Peroxisome biogenesis and human peroxisome assembly disorders : Approches to prenatal diagnosis and gene therapy.

过氧化物酶体生物合成和人类过氧化物酶体组装障碍：产前诊断和基因治疗方法。

基本信息

批准号：
08557011
负责人：
FUJIKI Yukio
金额：
$ 10.69万
依托单位：
KYUSHU UNIVERSITY
依托单位国家：
日本
项目类别：
Grant-in-Aid for Scientific Research (A)
财政年份：
1996
资助国家：
日本
起止时间：
1996 至 1998
项目状态：
已结题

项目摘要

With the support of this Grants-in Aid for Scientific Research 0 8 5 5 7 0 1 1 we obtained two major types of findings :I) Isolation, characterization, and complementation group analysis of novel CHO cell mutants defective in peroxisome biogenesisIn addition to the previously isolated, three complementation groups (CGs) of peroxisome-deficient CHO cell mutants, ZP24, Z65, and ZP92, we isolated ZPlO7 (the same group as Z24), ZP1O5/ZP139, ZPIO9, ZP11O, ZP114, ZP119, ZP124, and ZP126, by the P9OH/UV method. CG analysis by PEX cDNA transfection and/or cell fusion with previously identified CGs of mutant cells, including 12 CGs of fibroblasts derived from patients with peroxisome biogenesis disorders (PBDs), revealed that ZP110, ZP114, and ZP126 are distinct from human CGs. Thus, it is evident that peroxisome assembly requires at least 15 gene-products.II) Cloning of novel peroxin genes By genetic functional complementation assay of newly isolated CHO cell mutants, we cloned several peroxin cDNAs (PEXs), including PEX1, PEX12, and PEX19 for ZP1O7, ZP1O9, and ZP119, respectively. We then delineated that gene mutations in PEX1, PEX12, and PEX19 are responsible for PBDs of CG-I (E), CG-III, and CG-J, respectively. Moreover, we isolated PEX1O and PEX16 by expressed sequence tag (EST) DNA search using yeast genes and demonstrated that inactivation of PEX]O and PEX16 is the genetic cause of CG-VII (B) and CG-IX (D) PBDs, respectively. We also found two isoforms of the peroxin Pex5p (PTS 1 receptor) using CG-ll CHO mutants, ZP1O5 and ZP139. Impaired import of PTS1 proteins in the mutant cells was restored by both, shorter and longer, forms of Pex5p. More strikingly, the longer isoform of Pex5p was found to be involved in import of PTS2 proteins as well.

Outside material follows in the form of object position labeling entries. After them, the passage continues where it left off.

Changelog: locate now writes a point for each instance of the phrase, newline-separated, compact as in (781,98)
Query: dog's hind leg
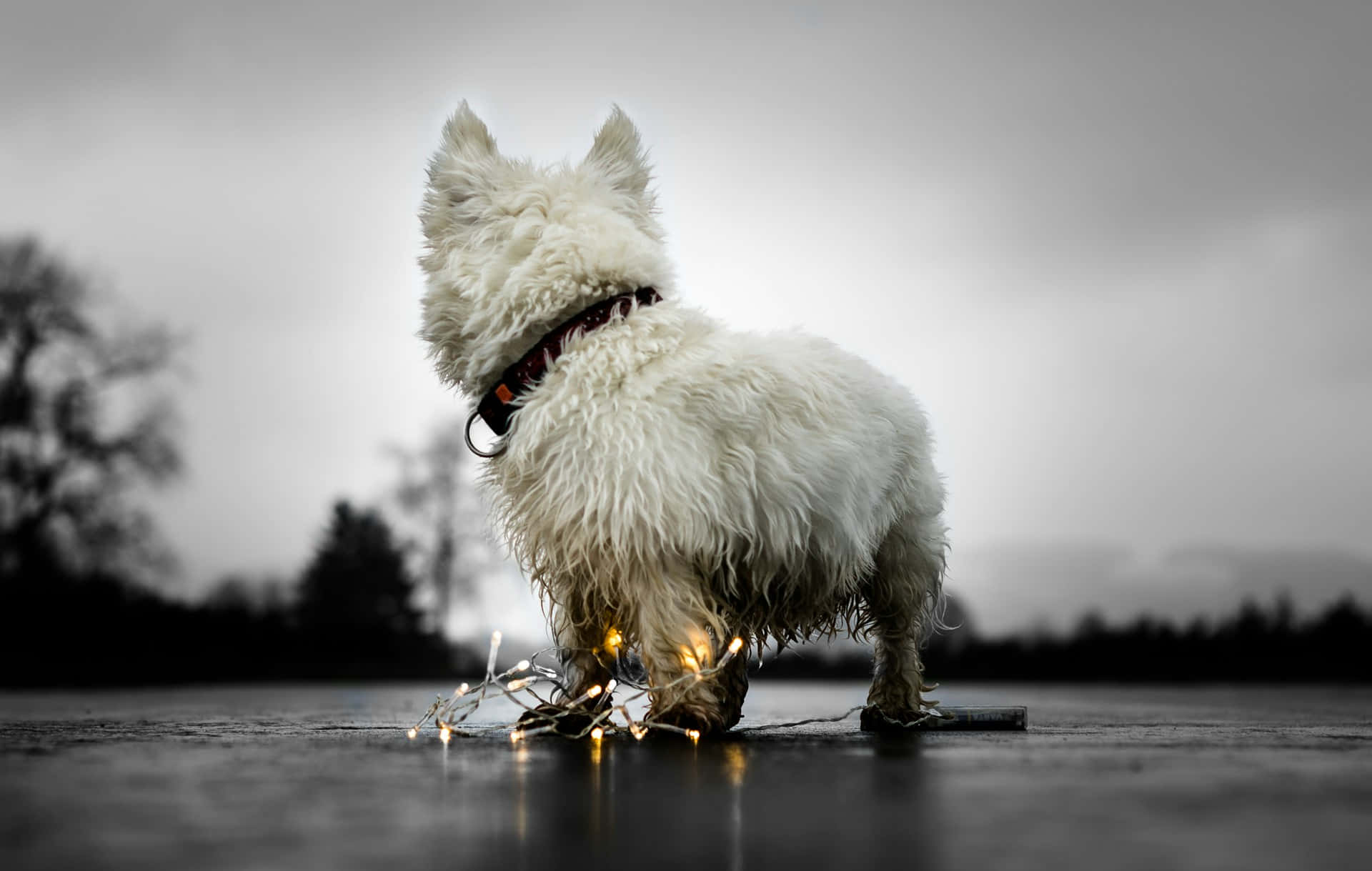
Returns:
(902,597)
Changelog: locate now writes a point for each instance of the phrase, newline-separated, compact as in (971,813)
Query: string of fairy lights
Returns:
(574,719)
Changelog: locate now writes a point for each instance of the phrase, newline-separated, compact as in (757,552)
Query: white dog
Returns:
(670,483)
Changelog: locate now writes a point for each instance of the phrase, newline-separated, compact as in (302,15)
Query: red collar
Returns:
(498,402)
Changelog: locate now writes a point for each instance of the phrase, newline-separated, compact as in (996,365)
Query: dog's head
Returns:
(514,249)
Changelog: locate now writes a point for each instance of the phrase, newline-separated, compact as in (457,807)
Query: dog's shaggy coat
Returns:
(670,479)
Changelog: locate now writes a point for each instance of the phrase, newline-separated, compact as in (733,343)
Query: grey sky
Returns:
(1120,250)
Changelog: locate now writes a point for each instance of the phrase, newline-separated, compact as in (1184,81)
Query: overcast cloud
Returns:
(1120,250)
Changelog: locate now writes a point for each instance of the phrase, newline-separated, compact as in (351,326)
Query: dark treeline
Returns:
(77,553)
(1253,645)
(350,616)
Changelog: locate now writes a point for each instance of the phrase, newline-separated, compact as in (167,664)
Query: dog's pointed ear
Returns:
(460,174)
(617,155)
(465,136)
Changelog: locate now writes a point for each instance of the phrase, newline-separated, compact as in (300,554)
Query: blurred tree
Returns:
(438,499)
(77,431)
(357,586)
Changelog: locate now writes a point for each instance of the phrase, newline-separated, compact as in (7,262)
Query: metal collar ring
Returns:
(467,435)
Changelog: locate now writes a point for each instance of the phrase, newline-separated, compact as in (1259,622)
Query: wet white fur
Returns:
(670,478)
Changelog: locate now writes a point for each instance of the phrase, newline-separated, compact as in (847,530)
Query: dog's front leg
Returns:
(677,650)
(585,659)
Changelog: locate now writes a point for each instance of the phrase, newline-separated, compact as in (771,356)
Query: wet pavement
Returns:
(323,777)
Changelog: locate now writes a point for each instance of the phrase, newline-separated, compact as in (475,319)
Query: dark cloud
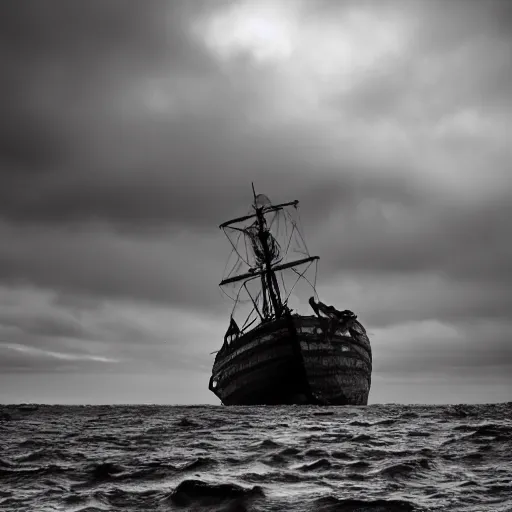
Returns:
(128,133)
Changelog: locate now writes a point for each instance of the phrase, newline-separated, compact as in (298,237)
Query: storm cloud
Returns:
(129,131)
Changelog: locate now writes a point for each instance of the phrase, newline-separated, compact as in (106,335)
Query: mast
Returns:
(266,251)
(272,286)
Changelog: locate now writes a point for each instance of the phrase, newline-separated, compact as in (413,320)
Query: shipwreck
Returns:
(277,355)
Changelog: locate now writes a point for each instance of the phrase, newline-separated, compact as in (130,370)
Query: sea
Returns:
(213,458)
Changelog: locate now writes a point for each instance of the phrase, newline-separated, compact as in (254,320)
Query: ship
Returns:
(278,355)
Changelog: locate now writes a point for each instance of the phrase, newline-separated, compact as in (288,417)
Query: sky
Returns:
(130,130)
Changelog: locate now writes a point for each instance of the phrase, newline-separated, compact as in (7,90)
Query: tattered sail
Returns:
(279,355)
(266,242)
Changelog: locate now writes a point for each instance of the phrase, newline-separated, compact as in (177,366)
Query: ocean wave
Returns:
(376,458)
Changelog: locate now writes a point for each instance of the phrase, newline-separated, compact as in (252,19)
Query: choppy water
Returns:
(144,458)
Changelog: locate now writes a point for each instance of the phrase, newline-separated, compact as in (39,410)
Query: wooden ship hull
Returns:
(295,360)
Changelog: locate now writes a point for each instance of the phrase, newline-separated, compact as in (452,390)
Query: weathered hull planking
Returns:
(295,360)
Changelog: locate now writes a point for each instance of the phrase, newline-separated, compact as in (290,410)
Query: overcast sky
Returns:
(129,130)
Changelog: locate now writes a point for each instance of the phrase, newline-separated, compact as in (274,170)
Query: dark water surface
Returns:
(143,458)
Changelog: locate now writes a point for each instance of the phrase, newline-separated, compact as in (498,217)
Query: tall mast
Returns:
(269,276)
(266,253)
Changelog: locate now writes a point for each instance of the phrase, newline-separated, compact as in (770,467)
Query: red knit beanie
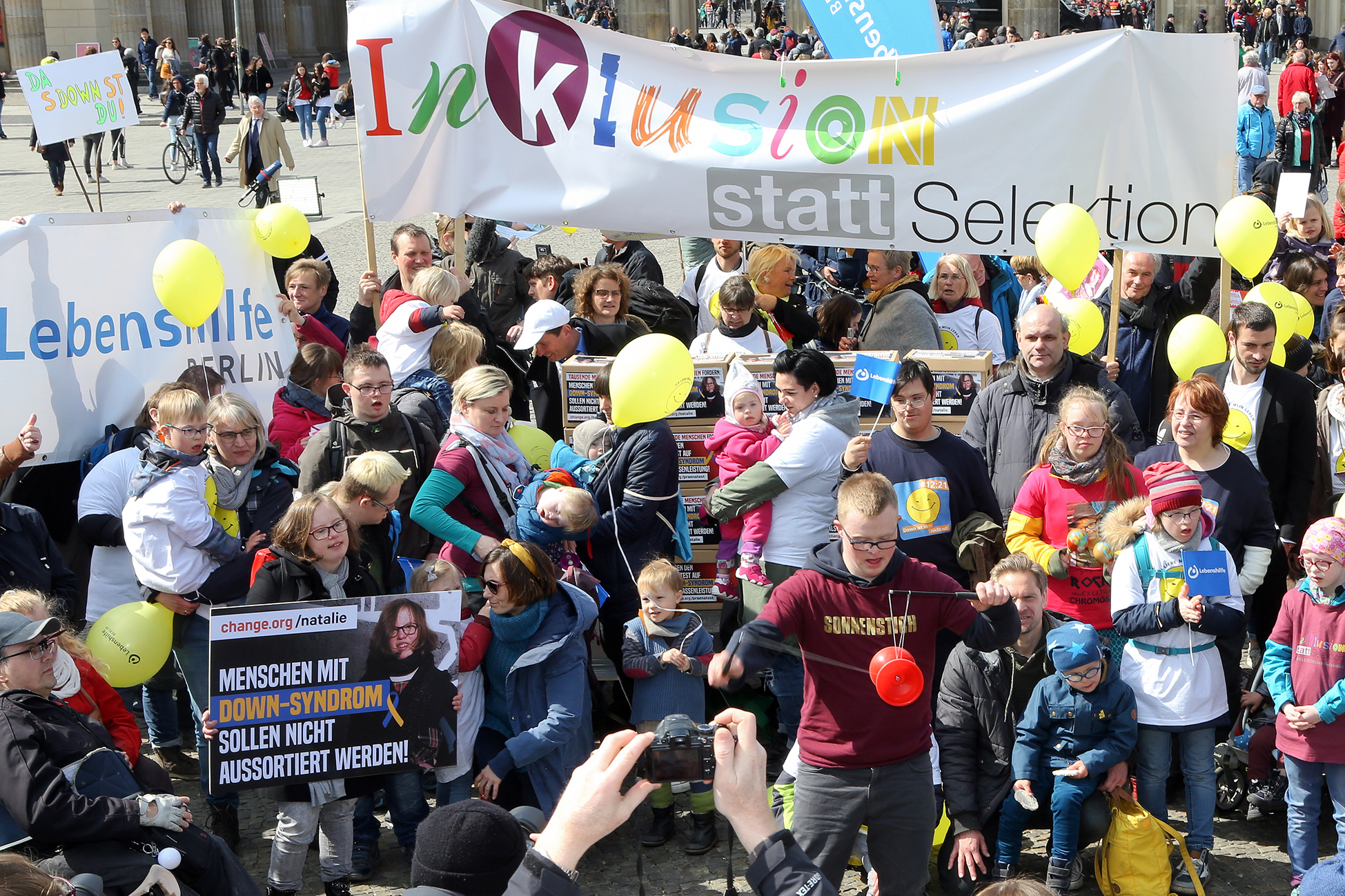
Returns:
(1172,485)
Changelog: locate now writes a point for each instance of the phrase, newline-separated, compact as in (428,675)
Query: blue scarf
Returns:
(509,642)
(157,461)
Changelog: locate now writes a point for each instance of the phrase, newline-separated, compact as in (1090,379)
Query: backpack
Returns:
(1133,856)
(113,439)
(662,311)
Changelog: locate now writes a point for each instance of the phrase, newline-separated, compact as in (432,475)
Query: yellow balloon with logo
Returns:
(534,443)
(132,642)
(1086,323)
(651,377)
(1281,300)
(282,229)
(1067,244)
(1306,319)
(1246,235)
(188,280)
(1196,342)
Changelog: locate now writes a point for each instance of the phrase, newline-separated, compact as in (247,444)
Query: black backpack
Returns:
(662,311)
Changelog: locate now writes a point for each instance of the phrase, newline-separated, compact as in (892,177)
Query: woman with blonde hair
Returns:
(1081,474)
(772,271)
(963,319)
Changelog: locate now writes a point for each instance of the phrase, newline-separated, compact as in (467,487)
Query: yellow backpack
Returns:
(1134,856)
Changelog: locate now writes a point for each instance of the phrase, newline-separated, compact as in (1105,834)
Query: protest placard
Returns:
(335,688)
(88,94)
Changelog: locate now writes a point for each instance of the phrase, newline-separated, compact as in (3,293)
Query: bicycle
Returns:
(186,148)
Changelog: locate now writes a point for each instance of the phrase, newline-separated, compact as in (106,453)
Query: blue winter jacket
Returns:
(1255,131)
(548,699)
(1061,724)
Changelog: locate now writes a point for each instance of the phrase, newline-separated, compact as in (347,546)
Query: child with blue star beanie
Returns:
(1078,724)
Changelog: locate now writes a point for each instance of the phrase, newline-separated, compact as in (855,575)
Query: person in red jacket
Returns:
(1297,76)
(300,406)
(84,689)
(864,760)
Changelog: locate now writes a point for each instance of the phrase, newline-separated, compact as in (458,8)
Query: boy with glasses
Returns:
(368,423)
(1078,724)
(941,481)
(863,760)
(173,539)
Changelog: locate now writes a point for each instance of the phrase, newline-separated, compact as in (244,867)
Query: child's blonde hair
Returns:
(1313,202)
(181,406)
(660,575)
(436,287)
(435,575)
(580,509)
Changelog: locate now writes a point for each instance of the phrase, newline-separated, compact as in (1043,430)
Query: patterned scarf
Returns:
(1079,472)
(500,451)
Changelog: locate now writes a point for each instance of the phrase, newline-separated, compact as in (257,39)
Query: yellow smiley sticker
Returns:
(1238,432)
(923,505)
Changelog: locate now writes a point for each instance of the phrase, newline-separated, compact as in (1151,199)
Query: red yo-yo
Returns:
(896,676)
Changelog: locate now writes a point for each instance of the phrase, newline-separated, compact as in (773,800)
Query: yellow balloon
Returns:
(1281,300)
(1067,244)
(1196,342)
(534,443)
(651,377)
(188,281)
(1086,323)
(1246,235)
(1306,319)
(282,230)
(132,642)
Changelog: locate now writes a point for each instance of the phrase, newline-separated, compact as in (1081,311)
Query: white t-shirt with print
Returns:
(970,328)
(1243,409)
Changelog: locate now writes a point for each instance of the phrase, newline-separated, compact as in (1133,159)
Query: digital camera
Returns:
(681,751)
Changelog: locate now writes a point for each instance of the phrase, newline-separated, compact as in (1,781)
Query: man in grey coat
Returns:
(1010,416)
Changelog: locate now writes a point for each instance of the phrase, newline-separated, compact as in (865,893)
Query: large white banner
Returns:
(84,341)
(483,107)
(79,96)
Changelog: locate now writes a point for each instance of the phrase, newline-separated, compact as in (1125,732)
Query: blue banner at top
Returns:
(873,379)
(867,28)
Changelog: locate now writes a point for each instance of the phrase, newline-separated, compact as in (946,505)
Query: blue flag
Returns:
(873,379)
(854,30)
(1207,572)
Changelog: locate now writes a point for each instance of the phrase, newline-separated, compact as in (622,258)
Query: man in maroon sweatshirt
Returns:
(863,760)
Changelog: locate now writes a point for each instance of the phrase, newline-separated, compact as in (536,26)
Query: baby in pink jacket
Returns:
(740,440)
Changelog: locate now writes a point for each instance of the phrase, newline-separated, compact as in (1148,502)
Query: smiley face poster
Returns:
(923,505)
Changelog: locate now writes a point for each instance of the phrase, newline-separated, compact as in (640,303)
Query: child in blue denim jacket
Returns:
(1078,724)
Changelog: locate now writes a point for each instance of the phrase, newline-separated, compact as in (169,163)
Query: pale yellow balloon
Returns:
(1067,244)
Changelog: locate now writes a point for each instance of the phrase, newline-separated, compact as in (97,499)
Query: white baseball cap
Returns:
(541,317)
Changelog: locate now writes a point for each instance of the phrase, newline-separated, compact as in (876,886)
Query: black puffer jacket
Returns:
(636,491)
(39,737)
(286,579)
(975,731)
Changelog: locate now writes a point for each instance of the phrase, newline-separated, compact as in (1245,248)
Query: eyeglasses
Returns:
(246,435)
(887,544)
(324,533)
(369,392)
(37,651)
(1088,675)
(193,432)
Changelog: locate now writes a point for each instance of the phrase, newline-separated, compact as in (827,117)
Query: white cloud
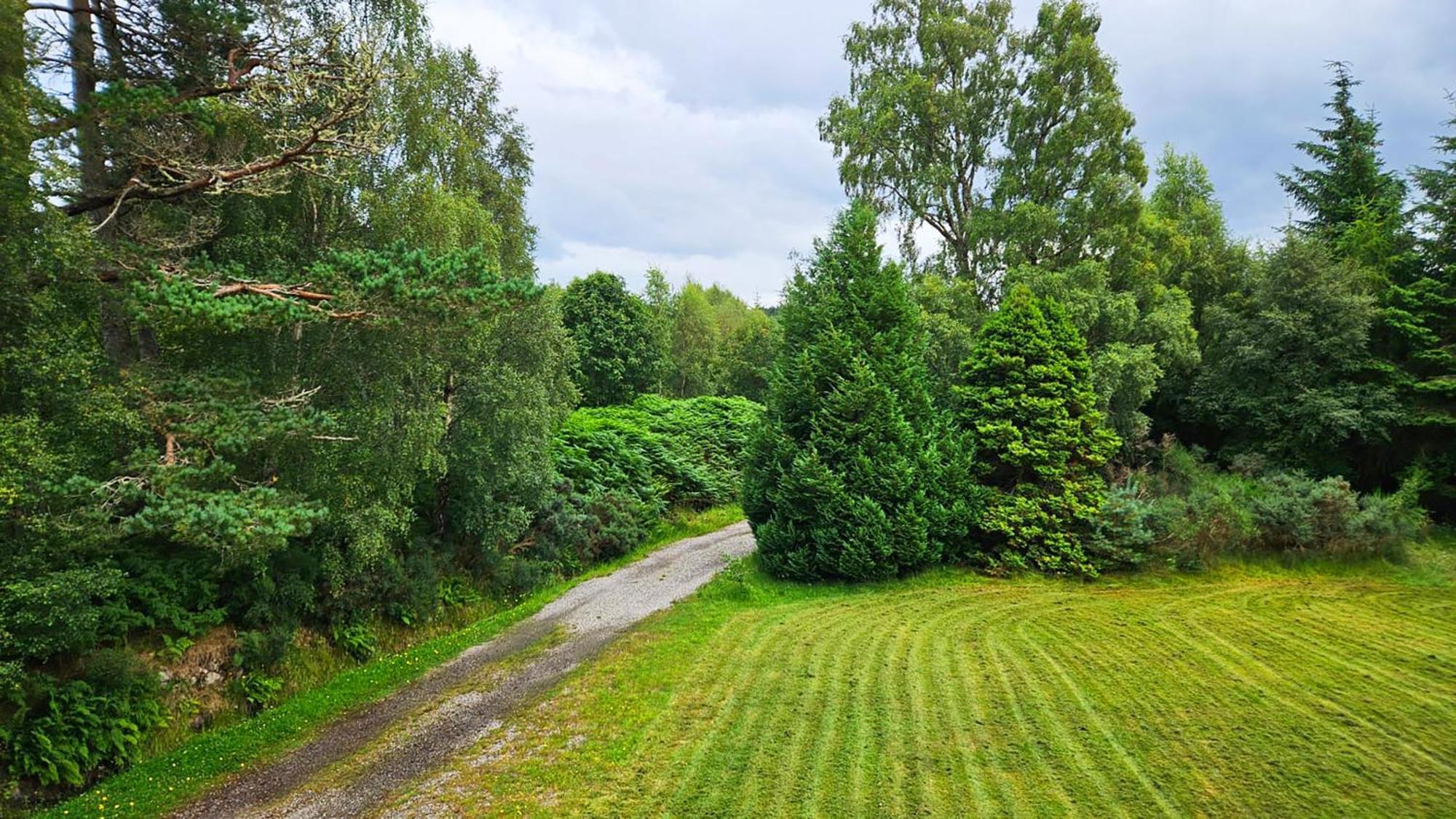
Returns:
(638,178)
(685,135)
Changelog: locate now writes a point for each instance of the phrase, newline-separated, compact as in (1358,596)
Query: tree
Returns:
(1349,184)
(749,355)
(835,486)
(1288,369)
(1420,317)
(1187,238)
(694,343)
(1027,404)
(618,350)
(1016,148)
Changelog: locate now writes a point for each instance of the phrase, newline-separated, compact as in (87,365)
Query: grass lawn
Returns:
(1249,689)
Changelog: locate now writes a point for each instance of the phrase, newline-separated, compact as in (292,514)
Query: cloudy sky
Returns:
(684,135)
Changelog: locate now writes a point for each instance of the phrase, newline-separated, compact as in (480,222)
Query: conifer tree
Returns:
(1027,403)
(836,481)
(1349,183)
(1420,317)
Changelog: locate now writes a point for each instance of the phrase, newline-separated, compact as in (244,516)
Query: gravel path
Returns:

在这项科学研究资助 0 8 5 5 7 0 1 1 的支持下，我们获得了两类主要的发现：I) 过氧化物酶体生物发生缺陷的新型 CHO 细胞突变体的分离、表征和互补组分析除了先前分离的过氧化物酶体缺陷型 CHO 细胞突变体 ZP24、Z65 和 ZP92 的三个互补组 (CG) ZP107(与Z24相同的组)、ZP1O5/ZP139、ZP109、ZP11O、ZP114、ZP119、ZP124和ZP126，通过P9OH/UV方法测定。通过 PEX cDNA 转染和/或与先前鉴定的突变细胞 CG（包括来自过氧化物酶体生物发生障碍 (PBD) 患者的成纤维细胞的 12 个 CG）进行细胞融合进行的 CG 分析表明，ZP110、ZP114 和 ZP126 与人类 CG 不同。因此，很明显，过氧化物酶体的组装需要至少15个基因产物。 II)新型过氧化物酶基因的克隆通过对新分离的CHO细胞突变体的遗传功能互补分析，我们克隆了几个过氧化物酶cDNA（PEX），包括PEX1、PEX12和PEX19 分别用于 ZP1O7、ZP1O9 和 ZP119。然后我们描述了 PEX1、PEX12 和 PEX19 中的基因突变分别导致 CG-I (E)、CG-III 和 CG-J 的 PBD。此外，我们使用酵母基因通过表达序列标签（EST）DNA搜索分离了PEX1O和PEX16，并证明PEX]O和PEX16的失活分别是CG-VII（B）和CG-IX（D）PBD的遗传原因。我们还使用 CG-II CHO 突变体发现了过氧化物酶 Pex5p（PTS 1 受体）的两种亚型，ZP1O5 和 ZP139。突变细胞中受损的 PTS1 蛋白输入可通过较短和较长形式的 Pex5p 恢复。更引人注目的是，发现较长的 Pex5p 亚型也参与 PTS2 蛋白的输入。